Event Review: Exit and Equity Investment Planning for Food and Drink Business Owners

Tuesday, 17th April 2018

By Ilona Alcock

The seminar was chaired by Naeema Choudry, Eversheds Sutherland, and provided expert advice to business owners on planning for exit or to sell equity to an investor to facilitate growth. The panellists were Alistair Cree, Eversheds Sutherland; Sarah Lawless, The Big Partnership; and Nicola McQuaid, Northedge Capital.

Planning for exit?

Choudry opened by asking whether it is worth having an exit plan, even if not necessarily considering an exit. Lawless explained that from a marketing perspective it’s all about getting the basics right: what is your offering? What are you selling and to whom? Increasingly consumers are more interested in the company’s vision and mission, as demonstrated by brands like Innocent. It is essential to do thorough market research, both desk based and with the target market, to prove the concept. This is key for investors but should be part of any business plan. If using an agency, Lawless recommends setting a clear brief and being transparent on budgets.

Cree echoed these recommendations. From a legal perspective, everything that is needed for an exit or investment is actually just good governance. For example, have you reviewed all employment and IP contracts? Are all your registers up to date? You never know when you might be approached with an offer so it makes sense to be prepared.

What factors determine whether a business will secure investment?

McQuaid believes there are four key factors to consider: the management team; the plan; the platform and the exit. Food & drink businesses are often owner managed, with tight resources, leading to potential gaps (e.g. marketing) in the team. Investors are not necessarily looking for the finished article, but they need to understand where the gaps are.

Businesses should have a tangible, visible plan with a set of actions of how they will deliver. When looking into Clear Drinks, Northedge was impressed by the high quality research which enabled them to have confidence in brand and the management team. It is important to show opportunities for investment. For example, investing £1.5m in a piece of kit showed returns within just 15 months.

Investors want to hear about potential risks and to know that there are plans in place to mitigate their impact. Exciting stories and opportunities are great, but acknowledging the downsides gives credibility.
Cree agreed it all comes down to confidence. Does the business know what it’s doing? It can be something really basic, like having a properly organised data room, to help investors/buyers know you have done the due diligence.

How is a business valued?

McQuaid joked it’s a “very precise science” whilst Cree refers to it as a “dark art”! McQuaid noted that many factors are taken into account, e.g. comparators, multiples and earnings profile. With Clearly Drinks the trend for own label branding attracted a higher multiple. Ultimately, in a competitive market though, it is the market that sets the price.

The “X Factor” must also be considered, according to Cree. There will be businesses attracting high valuations before they make a profit. There is plenty of money around in Private Equity for the right businesses. McQuaid adds that the business must be able to articulate that difference to take advantage of the trend. For example, Clearly Drinks developed sugar free, flavoured waters 12 months before the introduction of the sugar tax.
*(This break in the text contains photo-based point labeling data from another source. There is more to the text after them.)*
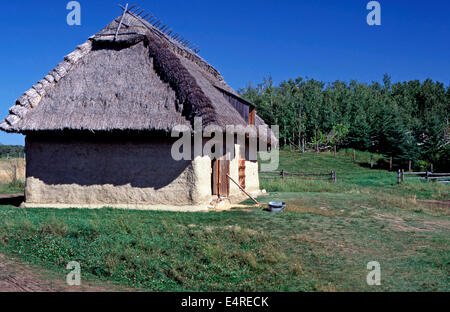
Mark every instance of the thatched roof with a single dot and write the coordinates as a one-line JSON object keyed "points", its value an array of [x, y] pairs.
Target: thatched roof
{"points": [[140, 80]]}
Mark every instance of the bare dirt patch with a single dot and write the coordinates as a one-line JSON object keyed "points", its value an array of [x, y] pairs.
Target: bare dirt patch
{"points": [[399, 224], [16, 276]]}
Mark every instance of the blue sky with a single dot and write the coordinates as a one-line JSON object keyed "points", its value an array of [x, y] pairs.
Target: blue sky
{"points": [[245, 40]]}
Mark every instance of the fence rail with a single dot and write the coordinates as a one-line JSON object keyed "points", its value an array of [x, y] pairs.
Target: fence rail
{"points": [[427, 176], [332, 176]]}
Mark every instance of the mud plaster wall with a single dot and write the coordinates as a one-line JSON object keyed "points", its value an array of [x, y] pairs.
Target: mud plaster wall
{"points": [[106, 172], [251, 174]]}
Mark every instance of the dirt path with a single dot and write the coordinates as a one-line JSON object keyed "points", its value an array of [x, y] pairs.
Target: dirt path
{"points": [[18, 277]]}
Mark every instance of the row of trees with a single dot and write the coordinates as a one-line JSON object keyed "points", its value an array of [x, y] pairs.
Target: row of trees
{"points": [[404, 120], [12, 151]]}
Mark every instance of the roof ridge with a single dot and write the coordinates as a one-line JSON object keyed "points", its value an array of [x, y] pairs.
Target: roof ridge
{"points": [[179, 48]]}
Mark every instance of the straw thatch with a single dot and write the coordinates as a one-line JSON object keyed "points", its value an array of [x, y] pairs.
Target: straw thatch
{"points": [[140, 80]]}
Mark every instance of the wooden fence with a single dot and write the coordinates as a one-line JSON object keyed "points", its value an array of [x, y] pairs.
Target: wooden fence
{"points": [[332, 176], [427, 176]]}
How do you prepare for exit or investment?

Lawless reminded the audience not to take their eye of the ball. The focus of marketing should still be to drive sales and maintain a healthy business. In addition, if looking for investors, businesses can start to build their profile with press around milestones, awards and position key people as thoughtleaders.

Cree advises thinking about the structure of the deal early, and how you will be paid for the business. There will be tax implications for different structures and some deals will be a mix of cash and shares, or pay out over a period of time depending on performance. This is another reason to attempt to hide skeletons: you will be tied into warranties and will have to pay out at some point.
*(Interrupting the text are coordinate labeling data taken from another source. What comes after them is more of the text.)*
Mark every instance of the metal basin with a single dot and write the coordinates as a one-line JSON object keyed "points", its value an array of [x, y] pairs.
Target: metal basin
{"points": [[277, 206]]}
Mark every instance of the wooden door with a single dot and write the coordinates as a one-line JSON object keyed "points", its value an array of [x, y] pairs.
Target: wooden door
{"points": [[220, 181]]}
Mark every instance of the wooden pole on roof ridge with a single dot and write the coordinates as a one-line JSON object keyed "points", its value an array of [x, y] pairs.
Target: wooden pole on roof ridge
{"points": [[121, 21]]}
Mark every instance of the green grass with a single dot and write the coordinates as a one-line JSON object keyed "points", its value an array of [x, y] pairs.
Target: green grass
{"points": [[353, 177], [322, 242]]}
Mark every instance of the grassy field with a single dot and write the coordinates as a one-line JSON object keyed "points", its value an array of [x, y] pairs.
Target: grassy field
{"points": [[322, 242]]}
Due diligence doesn’t sound exciting but it is essential to get the best deal. Cree suggests downloading a basic due diligence questionnaire and working through the elements that will have the most impact on the business. For example, can key staff just walk out with no restrictive covenants? Are you relying on third party consents? Are you fully compliant with relevant legislation? These can be rectified before negotiations start, or explained to potential buyers where necessary. For private equity investors, it is worth also considering the structure of the business and any restrictions on management decisions.

For food & drink businesses it can be challenging to get key contracts. It then becomes a matter of explaining the processes in place to retain customers and giving examples of facing challenges.

McQuaid advises keeping the exit plan on the agenda, ensuring regular conversations between investors and the management team. Northedge generally plan for a 3 to 5 year model, but this may be shortened if the business has met targets and the right opportunities appear.

Any trends for the Food & Drink sector?

Lawless is seeing a move towards niche markets whether based on dietary requirements (e.g. gluten free, vegan) or regionalising restaurants. The industry is becoming more visual, with video becoming ever more important. As with all sectors, there is a move towards experiences over things. Brands which position themselves as giftable or keepable are performing well. It is also increasingly important to be authentic, and to ensure all elements of the business align with the vision and mission.

Choudry closed the event, thanking all speakers and inviting delegates to continue the conversation after the event.